There were no modern buildings, and only a few sheltered places, like the toilets.  But it wasn’t like I was going to get cold.  It was around 90F, so I made up my mind that it was just water and it wasn’t going to spoil my time in Tikal.

I don’t know what I had expected.  I have been to Machu Picchu and Petra.  Tikal turned out to be similar in scale to Petra but verdant like Machu Picchu, and of course completely unique.  We were there from 8am until 3pm, so I won’t try to retell all the history or describe the structures, society, or ceremonies that took place there.  We walked as José Luis talked, stopping here and there to really dig into something, like this stele:

These are some of the structures you may have seen in movies.

What I hadn’t expected was the amazing flora, especially the tree bark, which called to mind abstract impressionist art.

This is the (a?) Tree of Life.

This photo isn’t great, but it’ll give you an idea of how, high in the Tree of Life’s branches, there are air ferns.

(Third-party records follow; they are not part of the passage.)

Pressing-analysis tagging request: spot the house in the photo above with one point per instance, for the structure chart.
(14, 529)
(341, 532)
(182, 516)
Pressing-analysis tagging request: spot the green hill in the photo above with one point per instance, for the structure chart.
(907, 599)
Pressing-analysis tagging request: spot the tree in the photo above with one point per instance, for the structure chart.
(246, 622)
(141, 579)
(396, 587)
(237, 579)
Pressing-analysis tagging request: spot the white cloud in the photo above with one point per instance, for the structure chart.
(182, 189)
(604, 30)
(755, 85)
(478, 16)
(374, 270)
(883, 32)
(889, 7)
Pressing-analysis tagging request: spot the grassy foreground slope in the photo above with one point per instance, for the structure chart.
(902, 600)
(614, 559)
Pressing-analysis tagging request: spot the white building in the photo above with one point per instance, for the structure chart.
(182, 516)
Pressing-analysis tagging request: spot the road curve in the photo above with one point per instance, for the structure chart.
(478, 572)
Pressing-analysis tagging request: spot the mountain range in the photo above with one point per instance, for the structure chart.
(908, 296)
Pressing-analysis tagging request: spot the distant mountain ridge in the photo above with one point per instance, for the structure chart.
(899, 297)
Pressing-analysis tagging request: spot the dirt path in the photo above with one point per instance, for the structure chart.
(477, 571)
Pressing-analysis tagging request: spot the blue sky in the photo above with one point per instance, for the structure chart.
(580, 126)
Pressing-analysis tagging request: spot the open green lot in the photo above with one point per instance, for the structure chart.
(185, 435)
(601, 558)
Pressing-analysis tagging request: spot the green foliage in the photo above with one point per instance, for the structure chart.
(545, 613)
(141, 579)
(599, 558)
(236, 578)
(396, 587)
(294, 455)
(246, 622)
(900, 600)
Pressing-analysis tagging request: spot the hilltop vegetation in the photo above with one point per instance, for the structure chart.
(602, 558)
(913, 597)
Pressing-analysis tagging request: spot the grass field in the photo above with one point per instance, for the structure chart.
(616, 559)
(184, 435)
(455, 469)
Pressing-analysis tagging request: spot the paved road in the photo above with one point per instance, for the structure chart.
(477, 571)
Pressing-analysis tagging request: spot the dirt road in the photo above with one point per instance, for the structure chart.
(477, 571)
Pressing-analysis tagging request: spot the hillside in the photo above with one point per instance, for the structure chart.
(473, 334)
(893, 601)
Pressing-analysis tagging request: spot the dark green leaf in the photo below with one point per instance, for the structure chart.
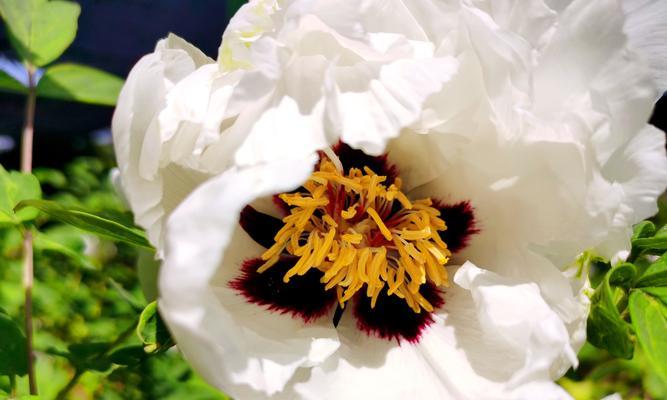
(655, 275)
(15, 187)
(650, 323)
(152, 331)
(128, 356)
(13, 359)
(606, 328)
(11, 85)
(659, 293)
(622, 275)
(44, 243)
(643, 229)
(658, 243)
(89, 356)
(89, 222)
(40, 30)
(79, 83)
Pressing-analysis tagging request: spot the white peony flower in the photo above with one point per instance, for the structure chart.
(502, 139)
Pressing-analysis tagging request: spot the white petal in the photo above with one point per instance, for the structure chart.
(486, 322)
(646, 27)
(240, 347)
(135, 122)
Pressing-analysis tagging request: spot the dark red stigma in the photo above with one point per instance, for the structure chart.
(392, 318)
(461, 224)
(303, 296)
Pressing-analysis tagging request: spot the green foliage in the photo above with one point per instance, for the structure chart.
(630, 303)
(40, 30)
(649, 318)
(89, 222)
(87, 302)
(11, 85)
(15, 187)
(13, 360)
(152, 331)
(79, 83)
(606, 328)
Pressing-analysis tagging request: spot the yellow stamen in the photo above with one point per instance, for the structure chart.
(345, 248)
(383, 228)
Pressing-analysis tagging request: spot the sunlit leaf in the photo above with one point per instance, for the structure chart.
(128, 356)
(649, 318)
(622, 275)
(11, 85)
(606, 328)
(89, 222)
(15, 187)
(44, 243)
(152, 331)
(655, 275)
(79, 83)
(659, 293)
(40, 30)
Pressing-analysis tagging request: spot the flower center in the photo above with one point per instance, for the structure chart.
(362, 232)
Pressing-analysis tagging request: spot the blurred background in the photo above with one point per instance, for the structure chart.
(87, 289)
(112, 36)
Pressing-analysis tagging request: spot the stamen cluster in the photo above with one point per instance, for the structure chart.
(361, 231)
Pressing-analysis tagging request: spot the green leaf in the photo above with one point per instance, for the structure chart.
(89, 356)
(11, 85)
(89, 222)
(659, 293)
(79, 83)
(13, 359)
(655, 275)
(622, 275)
(44, 243)
(39, 30)
(15, 187)
(643, 229)
(152, 331)
(648, 319)
(128, 356)
(606, 329)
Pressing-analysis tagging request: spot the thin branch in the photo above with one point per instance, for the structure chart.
(28, 275)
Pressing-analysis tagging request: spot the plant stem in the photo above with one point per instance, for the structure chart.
(12, 384)
(70, 385)
(26, 167)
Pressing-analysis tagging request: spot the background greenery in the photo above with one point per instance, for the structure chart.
(97, 336)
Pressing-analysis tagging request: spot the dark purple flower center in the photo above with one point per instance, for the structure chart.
(399, 248)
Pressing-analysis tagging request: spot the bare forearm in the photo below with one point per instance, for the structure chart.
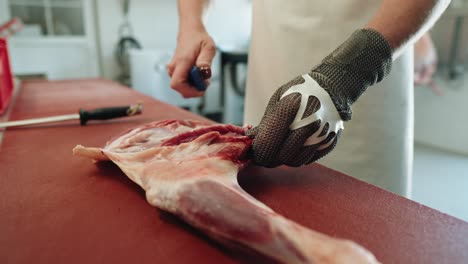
(402, 22)
(190, 13)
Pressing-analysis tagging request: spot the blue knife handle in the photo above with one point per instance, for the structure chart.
(196, 79)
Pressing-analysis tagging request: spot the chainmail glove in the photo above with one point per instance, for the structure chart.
(304, 117)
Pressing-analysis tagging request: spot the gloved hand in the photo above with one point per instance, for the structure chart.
(304, 117)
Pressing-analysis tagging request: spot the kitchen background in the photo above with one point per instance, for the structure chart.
(132, 41)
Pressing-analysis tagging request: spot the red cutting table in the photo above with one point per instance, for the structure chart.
(57, 208)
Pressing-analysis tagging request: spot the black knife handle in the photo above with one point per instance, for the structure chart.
(109, 112)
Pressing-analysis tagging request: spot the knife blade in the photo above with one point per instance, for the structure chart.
(83, 115)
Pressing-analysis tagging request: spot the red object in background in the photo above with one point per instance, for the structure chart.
(6, 78)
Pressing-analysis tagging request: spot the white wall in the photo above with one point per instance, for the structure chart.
(155, 24)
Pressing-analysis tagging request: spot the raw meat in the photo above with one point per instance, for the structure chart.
(190, 168)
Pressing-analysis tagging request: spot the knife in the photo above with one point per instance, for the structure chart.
(83, 115)
(197, 77)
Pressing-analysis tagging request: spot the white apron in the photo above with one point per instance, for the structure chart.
(289, 38)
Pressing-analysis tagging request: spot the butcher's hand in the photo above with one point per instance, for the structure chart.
(194, 48)
(304, 117)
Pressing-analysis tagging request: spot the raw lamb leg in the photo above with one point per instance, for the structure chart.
(190, 168)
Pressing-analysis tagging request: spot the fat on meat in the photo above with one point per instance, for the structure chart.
(189, 168)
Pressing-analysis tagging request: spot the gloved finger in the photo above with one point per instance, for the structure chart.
(273, 130)
(297, 137)
(305, 153)
(320, 153)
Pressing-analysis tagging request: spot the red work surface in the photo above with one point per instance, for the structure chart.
(57, 208)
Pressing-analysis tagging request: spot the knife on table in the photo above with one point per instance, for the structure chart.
(83, 115)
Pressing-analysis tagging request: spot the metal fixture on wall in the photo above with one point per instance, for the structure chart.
(126, 42)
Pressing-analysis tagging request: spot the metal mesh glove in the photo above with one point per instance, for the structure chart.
(304, 117)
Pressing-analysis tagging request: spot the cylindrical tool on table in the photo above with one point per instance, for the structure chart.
(84, 116)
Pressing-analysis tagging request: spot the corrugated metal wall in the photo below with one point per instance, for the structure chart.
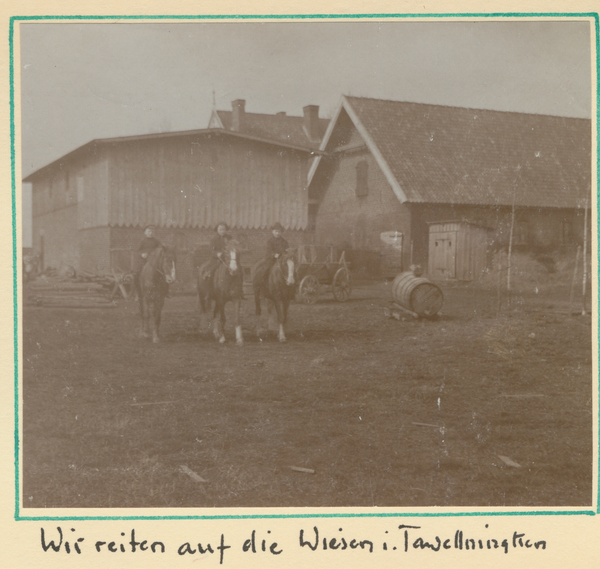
(197, 181)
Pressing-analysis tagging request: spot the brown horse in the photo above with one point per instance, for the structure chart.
(279, 288)
(156, 275)
(225, 285)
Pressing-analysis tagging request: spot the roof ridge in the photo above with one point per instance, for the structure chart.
(350, 97)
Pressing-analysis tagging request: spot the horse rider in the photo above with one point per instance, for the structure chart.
(276, 246)
(217, 248)
(147, 245)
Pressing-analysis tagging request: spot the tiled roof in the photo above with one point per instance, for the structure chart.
(282, 128)
(440, 154)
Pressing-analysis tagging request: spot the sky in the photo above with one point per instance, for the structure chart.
(80, 82)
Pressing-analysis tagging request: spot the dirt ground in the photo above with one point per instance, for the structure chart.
(385, 412)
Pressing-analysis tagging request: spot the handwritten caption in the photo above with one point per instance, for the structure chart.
(403, 539)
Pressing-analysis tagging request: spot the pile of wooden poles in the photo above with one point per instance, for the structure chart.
(83, 291)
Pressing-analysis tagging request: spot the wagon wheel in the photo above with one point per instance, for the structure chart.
(342, 285)
(309, 289)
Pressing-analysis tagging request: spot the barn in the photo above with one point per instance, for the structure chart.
(409, 170)
(247, 169)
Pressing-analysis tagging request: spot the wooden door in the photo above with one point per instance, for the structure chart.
(442, 255)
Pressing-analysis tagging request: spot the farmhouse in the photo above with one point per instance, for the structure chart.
(247, 169)
(436, 185)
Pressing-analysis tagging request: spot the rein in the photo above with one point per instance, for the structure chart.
(279, 263)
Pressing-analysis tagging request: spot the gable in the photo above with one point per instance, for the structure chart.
(464, 156)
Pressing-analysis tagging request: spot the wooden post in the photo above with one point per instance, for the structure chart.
(499, 282)
(583, 296)
(512, 229)
(574, 280)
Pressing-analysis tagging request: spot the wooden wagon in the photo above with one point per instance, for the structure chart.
(318, 269)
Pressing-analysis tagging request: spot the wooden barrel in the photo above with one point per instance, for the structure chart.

You know, those little plants you can buy in the checkout line at the grocery?

Except that at Tikal, they were as big as tumbleweeds.

“And inside those ferns,” said José Luis, are growing other ferns, and cacti and other plants.  The birds nest in the air ferns and leave seeds in their droppings, which grow into plants.”

So the Tree of Life is host to ferns, which host birds, which result in other plants growing a hundred feet above the forest floor.  It was a “wow” moment.

Here’s another codependent but deadly plant relationship:

The vine uses the tree to reach the sunlight, in the process killing the tree, and then the vine dies as well.

We stopped at a gum tree and José Luis explained how gum was harvested and the history of Tikal and the Wrigley Company.  I have a piece of gum every day and I knew it had fake sweetener in it but I didn’t know that most gum is synthetic (plastic!) nowadays. [Note to self: research gum that actually contains gum.]

We walked through miles of hill-lined paths, which I thought were unremarkable until José Luis pointed out that the “hills” were actually unexcavated pyramids and other structures that had been buried under centuries of plant life and death. There would never be enough money to uncover all of them, but new technologies like lasers were being used to at least trace their outlines.

We hiked to the top of one of the tallest structures and again—a wow moment—what a view.  That’s me on the right, a snapped by Stan.  Everyone on the trip was very thoughtful about taking photos of each other, especially of the people who were traveling solo.

The last stop was the plaza major; there’s no way to capture it all so I plucked this aerial photo off the Internet.

As I wrote in a previous post, Tikal wasn’t a city, but a ceremonial center.  José Luis went into great detail about the sports played here.  They sounded tiresome, but then I am not a sports lover.

It was a very long day, like walking through the biggest museum in the world, a museum without a roof.  I had worried that my fellow travelers who had allergies, illnesses, martyr complexes, and possibly broken bones, would fade long before we reached the plaza, but Tikal’s magic must have sustained them. We rode in silent awe all the way back to Don David’s.